Early-onset (a murmur by the fifth birthday) MVD should be a different matter. That can be eliminated in as few as two or three future generations, if breeders would follow the MVD breeding protocol. Nearly all breeders don't, of course, so early-onset MVD remains a 50-50 chance for each dog produced.
I was reading on another CKCS-List today about this Cavalier breeder in Oklahoma who proudly claims that breeders health test and agonize over decisions, and that her cardiologist thinks progress is being made, and she really doesn't know how much more they can do, and so on.
Well, her breeder friends don't follow the protocol. Some of them may test their stocks' hearts, and some of those may not use stock which come up with murmurs, but they still breed underaged (under 2.5 years) Cavaliers, and the fact remains that an underaged Cavalier with a clear heart is just an underaged Cavalier that ought not be bred yet.
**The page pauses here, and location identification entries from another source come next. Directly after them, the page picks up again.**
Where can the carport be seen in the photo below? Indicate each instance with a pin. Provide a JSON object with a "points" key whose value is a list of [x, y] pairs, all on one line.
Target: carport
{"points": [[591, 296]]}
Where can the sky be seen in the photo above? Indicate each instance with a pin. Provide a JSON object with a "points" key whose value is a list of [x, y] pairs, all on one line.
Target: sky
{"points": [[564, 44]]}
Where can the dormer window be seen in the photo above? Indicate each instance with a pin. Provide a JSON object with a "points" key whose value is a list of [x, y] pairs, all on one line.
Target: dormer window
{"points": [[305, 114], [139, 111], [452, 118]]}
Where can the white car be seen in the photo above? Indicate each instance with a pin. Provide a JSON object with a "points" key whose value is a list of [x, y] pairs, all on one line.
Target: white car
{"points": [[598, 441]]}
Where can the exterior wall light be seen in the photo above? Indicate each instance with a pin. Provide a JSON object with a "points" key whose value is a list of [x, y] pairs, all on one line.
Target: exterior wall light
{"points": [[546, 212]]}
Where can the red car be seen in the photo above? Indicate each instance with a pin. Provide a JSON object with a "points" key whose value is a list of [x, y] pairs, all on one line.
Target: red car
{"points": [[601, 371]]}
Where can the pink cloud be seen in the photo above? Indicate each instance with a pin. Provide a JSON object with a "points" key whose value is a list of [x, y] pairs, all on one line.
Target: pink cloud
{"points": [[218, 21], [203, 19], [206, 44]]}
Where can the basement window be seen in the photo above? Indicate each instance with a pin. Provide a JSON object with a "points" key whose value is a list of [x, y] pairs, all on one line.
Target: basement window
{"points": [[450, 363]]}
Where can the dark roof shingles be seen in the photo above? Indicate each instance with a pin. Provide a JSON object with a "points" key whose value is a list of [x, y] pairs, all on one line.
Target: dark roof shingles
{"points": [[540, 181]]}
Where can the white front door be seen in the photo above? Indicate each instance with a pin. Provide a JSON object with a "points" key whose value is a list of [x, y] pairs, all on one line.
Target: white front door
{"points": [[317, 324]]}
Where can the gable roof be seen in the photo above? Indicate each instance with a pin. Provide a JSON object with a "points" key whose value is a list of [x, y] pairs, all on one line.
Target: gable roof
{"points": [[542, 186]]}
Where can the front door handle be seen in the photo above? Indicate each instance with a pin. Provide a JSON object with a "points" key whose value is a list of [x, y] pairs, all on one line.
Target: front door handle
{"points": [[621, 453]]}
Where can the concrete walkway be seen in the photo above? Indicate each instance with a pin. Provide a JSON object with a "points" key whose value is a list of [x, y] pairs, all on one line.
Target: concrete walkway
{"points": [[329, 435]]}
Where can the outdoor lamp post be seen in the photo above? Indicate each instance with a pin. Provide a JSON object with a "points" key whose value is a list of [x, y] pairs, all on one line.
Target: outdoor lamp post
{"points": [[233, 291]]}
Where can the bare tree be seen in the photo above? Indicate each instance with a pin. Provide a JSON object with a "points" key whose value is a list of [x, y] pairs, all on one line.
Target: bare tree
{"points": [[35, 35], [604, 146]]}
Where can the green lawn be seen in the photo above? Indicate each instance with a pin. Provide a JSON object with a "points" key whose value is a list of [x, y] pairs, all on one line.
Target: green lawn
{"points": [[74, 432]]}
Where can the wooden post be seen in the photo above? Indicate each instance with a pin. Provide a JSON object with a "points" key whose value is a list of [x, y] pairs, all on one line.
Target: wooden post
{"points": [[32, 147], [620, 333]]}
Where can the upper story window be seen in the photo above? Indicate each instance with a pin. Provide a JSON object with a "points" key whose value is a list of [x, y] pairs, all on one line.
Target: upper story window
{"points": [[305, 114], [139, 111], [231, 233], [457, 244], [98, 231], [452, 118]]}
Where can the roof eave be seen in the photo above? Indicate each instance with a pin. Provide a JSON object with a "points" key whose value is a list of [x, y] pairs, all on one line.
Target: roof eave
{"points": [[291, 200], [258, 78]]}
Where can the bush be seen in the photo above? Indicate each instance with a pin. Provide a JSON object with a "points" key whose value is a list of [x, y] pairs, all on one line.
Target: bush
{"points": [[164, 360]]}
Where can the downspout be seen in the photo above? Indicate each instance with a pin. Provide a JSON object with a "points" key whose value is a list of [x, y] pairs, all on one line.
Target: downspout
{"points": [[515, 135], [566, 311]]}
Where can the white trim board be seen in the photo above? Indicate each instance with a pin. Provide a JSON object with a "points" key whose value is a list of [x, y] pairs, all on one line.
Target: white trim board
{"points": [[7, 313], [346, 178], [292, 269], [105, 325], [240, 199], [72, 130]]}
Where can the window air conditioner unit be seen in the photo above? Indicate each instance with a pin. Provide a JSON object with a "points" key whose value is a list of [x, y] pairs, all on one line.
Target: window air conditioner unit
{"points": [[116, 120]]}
Perhaps the age of onset is being pushed back a little bit among those breeders who really do test and then only breed the (underaged) ones which pass. But when you consider that the MVD protocol was introduced eleven years ago in the US, if all breeders began following it then, they would have produced three to four generations of Cavaliers since then, and the end result could have been that early-onset MVD would have been eliminated by now.
Then this Oklahoma breeder attacks a Connecticut CKCS breeder (one, I must say, who has vast more CKCS breeding experience, health testing experience, and winning-in-the-ring experience than the Oklahoma lady, and who does in fact follow the MVD breeding protocol) for daring to state facts about some cardiologists not feeling that any progress is being made.
The Oklahoma lady's bottom line is that Cavalier people should control the dissemination of negative commentary about the breed. So, that is the typical US Cavalier breeder's solution to the early-onset MVD problem: Don't disclose any of the bad news, and then everything will be all right!